Herculaneum Scrolls breaks: Scientists digitally “take” a 2.000-year-old scroll burned from the Vesuvius Mountain
London – IN Herculaneum scrolls They remained one of the many torturous mysteries of the ancient world for almost 2000 years. Lava burned against the Vesuvius hill at the age of 79, the rolling of a valid papyrus were discovered in the castle in Herculaneum-Djedno Roman city near Pompey-Sedin of the 18th century. Both cities were decimated by the eruption of Vesuvija, and most coils were so bad coal that it was impossible to open them.
Over the next two and a half centuries, attempted to reject some of the hundreds of scrolls using everything, from rose and live to plant gas and paper juice, according to New Yorker.
The few who could open up were philosophical texts written on ancient Greek. But most of the scrolls were so badly damaged, they were considered illegible. In recent times, researchers managed to decipher Some choose words using artificial intelligence, X -ray and CT scan to distinguish the papyrus ink on which it is printed.
The mystery is still breaking, and a major breakthrough has been announced on Wednesday. Researchers say they have now managed to digital off and start reading one of the ancient scrolls. Moving in question, known as Pherc. 172, one of the three stored on the Bodleian Libraries of the University of Oxford, England.
A team involved in Vesuv Challenge, a competition that offers a reward award for anyone who can help unlock sensitive scrolls, says he practically rested the paperwork to discover the columns of the text that Oxford Scholars have already started working on deciphering.
“This scroll contains more reciprocal text than we have ever seen in the scanned Herculaneum scroll,” said Brent Sealles, one of the co -founders of the challenge.
“We are convinced that we will be fully able to read the whole scroll, and this is the first time we could really say it with great confidence,” said project manager Stephen Parsons, he told the CBS News BBC news partner network. “We can now work to appear more clearly.
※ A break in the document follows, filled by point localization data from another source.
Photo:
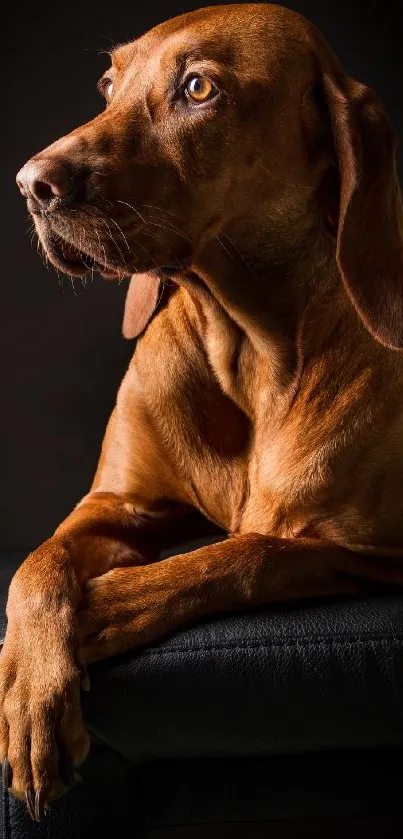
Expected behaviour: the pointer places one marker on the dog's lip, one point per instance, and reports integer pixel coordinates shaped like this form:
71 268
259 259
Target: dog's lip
69 259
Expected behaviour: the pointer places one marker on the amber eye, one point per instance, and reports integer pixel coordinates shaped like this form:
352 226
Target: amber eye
200 89
109 90
105 87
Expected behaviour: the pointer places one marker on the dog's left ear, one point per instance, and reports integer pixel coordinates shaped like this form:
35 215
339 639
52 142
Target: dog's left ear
369 249
142 299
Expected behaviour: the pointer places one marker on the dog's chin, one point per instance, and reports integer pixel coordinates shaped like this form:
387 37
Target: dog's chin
70 260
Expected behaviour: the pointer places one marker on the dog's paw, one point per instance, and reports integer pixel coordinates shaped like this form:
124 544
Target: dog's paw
42 737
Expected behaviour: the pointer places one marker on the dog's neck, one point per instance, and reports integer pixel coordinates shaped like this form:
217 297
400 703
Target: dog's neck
264 323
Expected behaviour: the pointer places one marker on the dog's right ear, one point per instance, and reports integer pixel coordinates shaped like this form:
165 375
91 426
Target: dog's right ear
369 247
143 296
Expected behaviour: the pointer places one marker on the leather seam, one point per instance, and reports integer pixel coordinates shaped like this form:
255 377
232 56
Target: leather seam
398 642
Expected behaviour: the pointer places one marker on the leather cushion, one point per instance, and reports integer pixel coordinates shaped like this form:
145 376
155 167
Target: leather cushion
319 676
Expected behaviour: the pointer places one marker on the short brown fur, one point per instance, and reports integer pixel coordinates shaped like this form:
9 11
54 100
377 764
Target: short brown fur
265 390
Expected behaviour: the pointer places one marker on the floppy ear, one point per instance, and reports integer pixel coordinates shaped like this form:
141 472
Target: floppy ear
142 299
369 249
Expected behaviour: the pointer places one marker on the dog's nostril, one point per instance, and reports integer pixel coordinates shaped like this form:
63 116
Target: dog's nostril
43 191
45 180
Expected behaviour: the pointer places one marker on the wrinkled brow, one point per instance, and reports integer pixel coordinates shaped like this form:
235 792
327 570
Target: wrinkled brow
123 53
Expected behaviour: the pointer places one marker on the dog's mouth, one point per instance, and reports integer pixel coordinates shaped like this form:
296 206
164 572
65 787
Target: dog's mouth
71 260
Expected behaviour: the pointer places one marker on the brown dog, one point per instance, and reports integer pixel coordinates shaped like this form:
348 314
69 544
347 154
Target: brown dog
235 158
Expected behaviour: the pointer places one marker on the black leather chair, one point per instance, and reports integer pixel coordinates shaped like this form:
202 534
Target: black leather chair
286 722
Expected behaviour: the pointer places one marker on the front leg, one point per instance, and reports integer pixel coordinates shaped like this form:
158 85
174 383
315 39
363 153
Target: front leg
131 607
42 736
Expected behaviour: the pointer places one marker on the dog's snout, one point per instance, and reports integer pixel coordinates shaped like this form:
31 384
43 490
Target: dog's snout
45 181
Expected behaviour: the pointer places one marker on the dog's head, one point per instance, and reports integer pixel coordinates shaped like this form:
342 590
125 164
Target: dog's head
232 119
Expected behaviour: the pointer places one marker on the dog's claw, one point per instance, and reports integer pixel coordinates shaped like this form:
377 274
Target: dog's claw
67 771
40 805
30 799
6 774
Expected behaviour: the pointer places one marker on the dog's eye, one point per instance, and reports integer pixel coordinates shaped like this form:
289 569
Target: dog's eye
109 90
105 87
200 89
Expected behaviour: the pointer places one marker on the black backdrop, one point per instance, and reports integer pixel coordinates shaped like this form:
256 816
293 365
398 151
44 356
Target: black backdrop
61 350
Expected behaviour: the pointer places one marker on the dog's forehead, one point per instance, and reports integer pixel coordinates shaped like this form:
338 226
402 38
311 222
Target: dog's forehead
244 30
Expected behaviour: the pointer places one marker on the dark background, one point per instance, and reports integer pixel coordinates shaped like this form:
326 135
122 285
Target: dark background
61 351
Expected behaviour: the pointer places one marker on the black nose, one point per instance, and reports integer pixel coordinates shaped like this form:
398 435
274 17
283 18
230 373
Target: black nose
46 181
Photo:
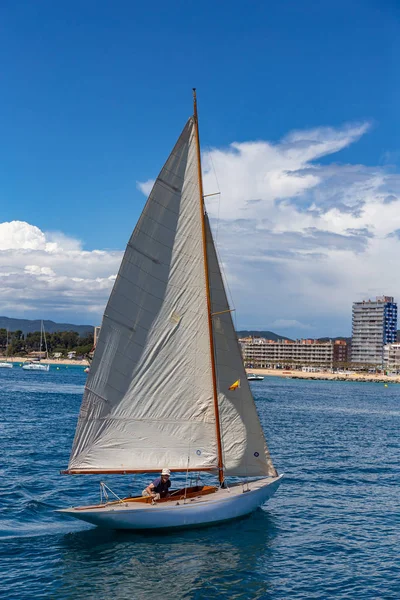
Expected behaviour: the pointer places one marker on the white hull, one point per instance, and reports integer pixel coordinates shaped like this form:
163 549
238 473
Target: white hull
223 505
36 367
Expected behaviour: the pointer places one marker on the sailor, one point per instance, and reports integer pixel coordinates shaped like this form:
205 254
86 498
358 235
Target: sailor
159 487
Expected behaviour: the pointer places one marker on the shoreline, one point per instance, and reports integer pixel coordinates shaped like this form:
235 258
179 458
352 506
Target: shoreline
326 376
50 361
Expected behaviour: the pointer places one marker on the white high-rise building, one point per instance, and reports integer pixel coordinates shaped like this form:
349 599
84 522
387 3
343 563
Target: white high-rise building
374 325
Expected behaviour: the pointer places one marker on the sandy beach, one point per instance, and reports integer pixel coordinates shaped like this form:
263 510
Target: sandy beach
50 361
325 375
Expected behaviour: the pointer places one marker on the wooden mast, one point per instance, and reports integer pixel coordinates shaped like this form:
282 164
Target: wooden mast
210 329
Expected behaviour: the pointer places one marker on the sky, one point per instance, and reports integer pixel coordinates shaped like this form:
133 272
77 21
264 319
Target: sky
298 110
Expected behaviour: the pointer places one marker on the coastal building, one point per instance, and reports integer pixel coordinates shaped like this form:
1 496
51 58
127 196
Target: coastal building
340 353
391 357
263 353
374 325
96 334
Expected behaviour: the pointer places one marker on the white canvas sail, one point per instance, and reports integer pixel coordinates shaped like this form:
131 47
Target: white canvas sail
148 401
245 451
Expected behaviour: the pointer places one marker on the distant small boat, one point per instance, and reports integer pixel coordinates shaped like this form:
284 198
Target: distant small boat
254 377
36 365
5 364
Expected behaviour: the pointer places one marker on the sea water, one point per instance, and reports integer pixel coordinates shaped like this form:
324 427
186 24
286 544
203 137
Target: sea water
331 531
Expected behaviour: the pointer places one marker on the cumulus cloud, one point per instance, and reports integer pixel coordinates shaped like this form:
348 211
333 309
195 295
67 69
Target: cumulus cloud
300 239
45 274
304 239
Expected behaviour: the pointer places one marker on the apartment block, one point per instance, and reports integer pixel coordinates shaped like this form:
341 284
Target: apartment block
374 325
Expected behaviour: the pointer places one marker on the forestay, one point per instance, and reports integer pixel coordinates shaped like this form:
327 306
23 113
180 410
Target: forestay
148 401
245 451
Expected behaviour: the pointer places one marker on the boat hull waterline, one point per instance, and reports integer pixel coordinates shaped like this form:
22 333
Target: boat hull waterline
36 367
224 505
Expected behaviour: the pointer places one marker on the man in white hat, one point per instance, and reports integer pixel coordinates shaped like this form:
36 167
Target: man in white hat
160 486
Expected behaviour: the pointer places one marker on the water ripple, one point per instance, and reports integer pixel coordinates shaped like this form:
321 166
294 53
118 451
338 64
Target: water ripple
330 532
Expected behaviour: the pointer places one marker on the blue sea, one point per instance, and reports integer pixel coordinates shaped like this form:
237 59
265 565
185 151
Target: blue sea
331 531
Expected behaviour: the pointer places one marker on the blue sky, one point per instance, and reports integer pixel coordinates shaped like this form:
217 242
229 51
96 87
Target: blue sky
94 95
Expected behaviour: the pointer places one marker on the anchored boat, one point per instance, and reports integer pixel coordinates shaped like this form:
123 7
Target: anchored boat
36 365
254 377
168 315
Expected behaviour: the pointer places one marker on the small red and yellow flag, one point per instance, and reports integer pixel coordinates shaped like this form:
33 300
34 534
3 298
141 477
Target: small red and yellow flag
235 385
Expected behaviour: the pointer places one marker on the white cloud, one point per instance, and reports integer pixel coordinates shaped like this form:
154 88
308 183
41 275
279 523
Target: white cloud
45 274
289 324
303 239
300 239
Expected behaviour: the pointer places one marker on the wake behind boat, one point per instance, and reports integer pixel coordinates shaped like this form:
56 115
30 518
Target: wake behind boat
35 366
168 315
254 377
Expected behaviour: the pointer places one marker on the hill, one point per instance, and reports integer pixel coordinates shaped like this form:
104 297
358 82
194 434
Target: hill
31 326
268 335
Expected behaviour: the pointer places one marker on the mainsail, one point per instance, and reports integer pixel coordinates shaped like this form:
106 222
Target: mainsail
245 451
148 401
149 398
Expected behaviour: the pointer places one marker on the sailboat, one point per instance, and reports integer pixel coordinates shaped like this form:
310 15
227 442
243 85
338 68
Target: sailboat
36 365
6 364
163 388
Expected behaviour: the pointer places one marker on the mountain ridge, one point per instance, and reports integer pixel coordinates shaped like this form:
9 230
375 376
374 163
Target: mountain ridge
33 325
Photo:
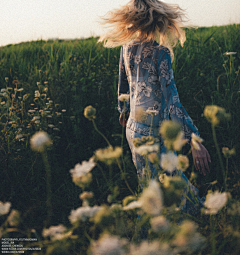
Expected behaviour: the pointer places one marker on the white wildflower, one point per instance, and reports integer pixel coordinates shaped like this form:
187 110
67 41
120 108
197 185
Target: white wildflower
109 154
108 245
81 173
179 141
132 205
123 97
83 168
230 53
215 201
187 240
151 199
169 161
37 93
159 224
82 213
195 140
162 177
36 118
152 112
55 232
14 218
4 207
150 248
39 141
19 136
We will move from a handful of words to really significant passages.”
The breakthrough came when the team brought a blocked scroll to the Bodleian libraries into a research plant for diamond light in nearby Oxfordshire, where technicians used a massive machine called a synchronous to create a powerful X -ray that could peek into a fragile relic without damage.
“It can see things on a scale of several thousand millimeters,” said Adrian Mancuso, director of the physical science of the object, for the BBC. “We need to elaborate which layer is different from the next layer so we can digitally break that.”
Last year Vesuvius Challenge announced That the three young students won their $ 700,000 award for the use of AI to read about 5% of another coil to researchers, whose theme was Greek Epicurean philosophy.
It is assumed that the scroll that the team in the Bodleian libraries ran on the same topic.
“I simply love that connection with the one who has collected them, who wrote them, who overturned these scrolls and put it on the shelves,” Nicole Gilroy, head of book preservation at the Bodleian Library, told the BBC. “There is a real human aspect that I just think is really precious.”